Este es el ayuno que yo quiero, me dices hoy: soltar las cadenas injustas, desatar las correas del yugo, liberar a los oprimidos, quebrar todos los yugos, partir tu pan con el hambriento, hospedar a los pobres sin techo, cubrir a quien ves desnudo y no desentenderte de los tuyos. ( Y no cerrarte a tu propia carne, decías hasta que cambiaron la traducción, vaya por Dios) Entonces surgirá tu luz como la aurora, enseguida se curarán tus heridas, ante ti marchará la justicia, detrás de ti la gloria del Señor. Entonces clamarás al Señor y te responderá; pedirás ayuda y te dirá: “Aquí estoy”

Negarse

15 de febrero
Jueves después de ceniza

Lc 9, 22-25 Que se niegue a sí mismo

Ya sabes, me dices, si alguno quiere venir en pos de mí, que se niegue a sí mismo, tome su cruz cada día y me siga. Me llamas a seguirte, cada día, desde hace ¡tantos años! Dame el don de convertirme y creer en tu evangelio.

Misericordia

14 de febrero
Miércoles de ceniza

Salmo 50 Misericordia

Señor, dame el vivir conscientemente de tu misericordia a lo largo de toda la cuaresma que hoy comenzamos. Para desde tu misericordia, que me da la vida, vivir más unido a ti en la oración, más olvidado de mí ayunando de todo lo que me separa de ti y me afirma sin ti, dando generosamente no solo lo que me sobra sino lo que soy, para gloria te tu nombre. Oh Dios, crea en mi un corazón puro, renuévame por dentro con espíritu firme.

Atento

13 de febrero
martes VI

Mc 8, 14-21 Estad atentos

Atención bien distinta a la que ahora se pone de moda: atención a tu presencia viva en mi vida, atención a tu amor, atención a desvivirme desde tu amor. Me invitas a estar atento a olvidarme de mi para estar solo en ti, Señor y dador de vida.

el signo

12 de febrero
Lunes VI

Mc 8, 11-13 ¿por qué esta generación reclama un signo?

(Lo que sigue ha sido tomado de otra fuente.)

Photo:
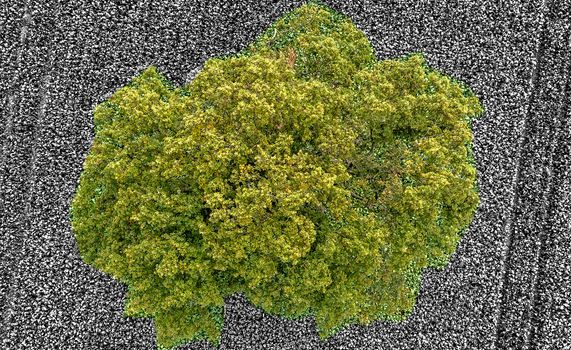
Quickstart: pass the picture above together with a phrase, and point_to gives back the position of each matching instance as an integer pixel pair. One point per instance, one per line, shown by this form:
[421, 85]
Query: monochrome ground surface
[508, 286]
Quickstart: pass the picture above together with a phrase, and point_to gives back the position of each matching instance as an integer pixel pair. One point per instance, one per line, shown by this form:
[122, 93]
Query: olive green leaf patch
[302, 172]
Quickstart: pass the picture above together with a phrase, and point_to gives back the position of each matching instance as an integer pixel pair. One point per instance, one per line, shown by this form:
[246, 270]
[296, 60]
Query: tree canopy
[302, 172]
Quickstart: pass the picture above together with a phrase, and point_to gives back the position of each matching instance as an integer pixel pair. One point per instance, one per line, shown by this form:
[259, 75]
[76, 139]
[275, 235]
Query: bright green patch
[302, 172]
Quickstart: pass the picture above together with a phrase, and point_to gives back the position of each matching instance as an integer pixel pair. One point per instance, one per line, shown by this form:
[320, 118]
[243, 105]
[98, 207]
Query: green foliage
[302, 172]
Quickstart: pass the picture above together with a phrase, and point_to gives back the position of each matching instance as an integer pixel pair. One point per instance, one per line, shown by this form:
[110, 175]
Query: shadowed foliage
[302, 172]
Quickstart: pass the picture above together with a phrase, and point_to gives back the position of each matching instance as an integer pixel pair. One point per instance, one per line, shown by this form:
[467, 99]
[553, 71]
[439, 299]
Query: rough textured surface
[509, 283]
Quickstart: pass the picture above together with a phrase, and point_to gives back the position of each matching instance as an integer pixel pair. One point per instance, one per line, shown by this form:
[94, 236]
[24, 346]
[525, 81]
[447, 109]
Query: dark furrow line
[28, 189]
[31, 179]
[7, 134]
[531, 339]
[517, 176]
[26, 21]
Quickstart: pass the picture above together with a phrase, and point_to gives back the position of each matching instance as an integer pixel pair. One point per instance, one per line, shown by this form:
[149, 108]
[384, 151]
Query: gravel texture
[508, 286]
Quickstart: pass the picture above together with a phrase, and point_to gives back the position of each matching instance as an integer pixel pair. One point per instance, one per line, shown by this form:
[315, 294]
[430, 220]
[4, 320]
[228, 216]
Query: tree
[302, 172]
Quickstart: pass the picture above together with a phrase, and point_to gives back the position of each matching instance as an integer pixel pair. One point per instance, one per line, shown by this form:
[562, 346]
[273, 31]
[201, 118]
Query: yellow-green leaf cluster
[302, 172]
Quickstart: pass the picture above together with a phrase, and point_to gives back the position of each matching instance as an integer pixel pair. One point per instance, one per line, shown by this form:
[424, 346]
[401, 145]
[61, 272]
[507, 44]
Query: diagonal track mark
[548, 203]
[517, 176]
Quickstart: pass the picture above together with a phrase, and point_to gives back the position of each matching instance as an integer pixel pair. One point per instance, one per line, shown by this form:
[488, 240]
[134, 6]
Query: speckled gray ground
[507, 287]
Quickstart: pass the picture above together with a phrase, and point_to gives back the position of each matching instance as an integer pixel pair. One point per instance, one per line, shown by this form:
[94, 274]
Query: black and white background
[508, 286]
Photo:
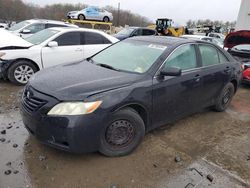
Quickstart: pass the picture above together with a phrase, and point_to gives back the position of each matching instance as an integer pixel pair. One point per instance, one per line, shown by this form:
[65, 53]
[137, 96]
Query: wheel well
[234, 82]
[20, 59]
[140, 110]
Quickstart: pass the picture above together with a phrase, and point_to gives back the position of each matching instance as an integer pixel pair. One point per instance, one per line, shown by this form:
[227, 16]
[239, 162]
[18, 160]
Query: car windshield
[41, 36]
[129, 56]
[18, 26]
[126, 31]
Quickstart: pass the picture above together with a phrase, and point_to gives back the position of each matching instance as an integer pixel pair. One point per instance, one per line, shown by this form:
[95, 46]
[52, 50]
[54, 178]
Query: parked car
[205, 38]
[109, 101]
[27, 28]
[21, 59]
[91, 13]
[237, 38]
[3, 25]
[246, 73]
[217, 36]
[134, 31]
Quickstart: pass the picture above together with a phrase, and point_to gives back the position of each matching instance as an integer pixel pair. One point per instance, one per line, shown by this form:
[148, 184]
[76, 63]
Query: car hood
[77, 81]
[73, 12]
[9, 40]
[120, 37]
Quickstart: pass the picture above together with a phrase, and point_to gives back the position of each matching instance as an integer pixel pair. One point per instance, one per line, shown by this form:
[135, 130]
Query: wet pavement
[208, 149]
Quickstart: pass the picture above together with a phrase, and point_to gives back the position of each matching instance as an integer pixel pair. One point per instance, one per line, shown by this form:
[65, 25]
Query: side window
[209, 55]
[89, 38]
[54, 25]
[137, 32]
[183, 57]
[35, 28]
[68, 39]
[223, 58]
[148, 32]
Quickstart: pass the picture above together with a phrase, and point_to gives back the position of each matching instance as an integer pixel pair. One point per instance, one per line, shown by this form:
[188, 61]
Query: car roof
[47, 21]
[163, 40]
[135, 27]
[75, 29]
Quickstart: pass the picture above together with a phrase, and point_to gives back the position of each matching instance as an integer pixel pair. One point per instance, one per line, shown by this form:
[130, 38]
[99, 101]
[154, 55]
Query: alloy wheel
[23, 73]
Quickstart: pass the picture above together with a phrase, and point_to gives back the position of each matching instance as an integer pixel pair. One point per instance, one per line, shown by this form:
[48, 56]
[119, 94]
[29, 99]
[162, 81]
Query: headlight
[2, 54]
[74, 108]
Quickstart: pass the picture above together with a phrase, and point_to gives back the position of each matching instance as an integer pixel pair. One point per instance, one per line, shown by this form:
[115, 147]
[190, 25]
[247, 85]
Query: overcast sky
[179, 10]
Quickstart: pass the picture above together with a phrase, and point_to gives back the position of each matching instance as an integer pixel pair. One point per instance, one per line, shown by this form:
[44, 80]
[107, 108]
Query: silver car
[91, 13]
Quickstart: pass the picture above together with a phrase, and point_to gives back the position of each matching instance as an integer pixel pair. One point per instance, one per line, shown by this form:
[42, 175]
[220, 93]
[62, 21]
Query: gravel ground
[208, 149]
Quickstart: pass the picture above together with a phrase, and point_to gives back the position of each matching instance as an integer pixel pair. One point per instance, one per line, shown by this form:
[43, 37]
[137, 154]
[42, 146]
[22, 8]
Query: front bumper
[77, 134]
[4, 65]
[72, 16]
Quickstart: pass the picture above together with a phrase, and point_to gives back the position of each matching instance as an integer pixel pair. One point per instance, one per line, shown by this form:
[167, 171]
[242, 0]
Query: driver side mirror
[170, 71]
[26, 31]
[52, 44]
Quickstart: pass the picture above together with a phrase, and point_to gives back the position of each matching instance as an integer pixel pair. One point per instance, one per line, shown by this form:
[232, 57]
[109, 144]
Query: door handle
[79, 50]
[227, 70]
[197, 78]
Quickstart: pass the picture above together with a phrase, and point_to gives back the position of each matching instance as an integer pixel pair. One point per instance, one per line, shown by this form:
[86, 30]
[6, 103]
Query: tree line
[17, 10]
[208, 22]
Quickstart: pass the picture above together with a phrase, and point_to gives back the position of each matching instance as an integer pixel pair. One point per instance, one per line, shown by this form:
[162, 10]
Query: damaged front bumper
[4, 65]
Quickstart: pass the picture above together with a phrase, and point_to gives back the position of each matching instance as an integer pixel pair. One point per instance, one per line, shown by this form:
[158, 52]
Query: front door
[216, 70]
[174, 97]
[68, 50]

Muchas veces, señor, te pido un signo. ¿Qué más signo quiero que el de tu cruz? ¿Qué más signo que unirme a ti en tu cruz? ¿Qué más signo que mi vida religiosa en castidad, pobreza y obediencia? ¿qué más signo que tu eucaristía diaria? ¿Qué el “ve y haz tu lo mismo” con tu prójimo herido, con el hermano que está solo y desamparado…? El signo me lo da tu providencia en mi vida, en la que confío.

Tu gloria

11 de febrero
VI Domingo

I Cor 10, 31-11,1 Hagáis lo que hagáis, hacedlo todo para gloria de Dios

Hoy, desde que me levante hasta que me acueste, en todo momento, yendo de camino, estando en casa, con el pensamiento, con la palabra, con mis acciones, en mi silencio, quiero dedicar todo mi ser a tu gloria y alabanza, sencillamente, humildemente, desapercibido, desaparecido.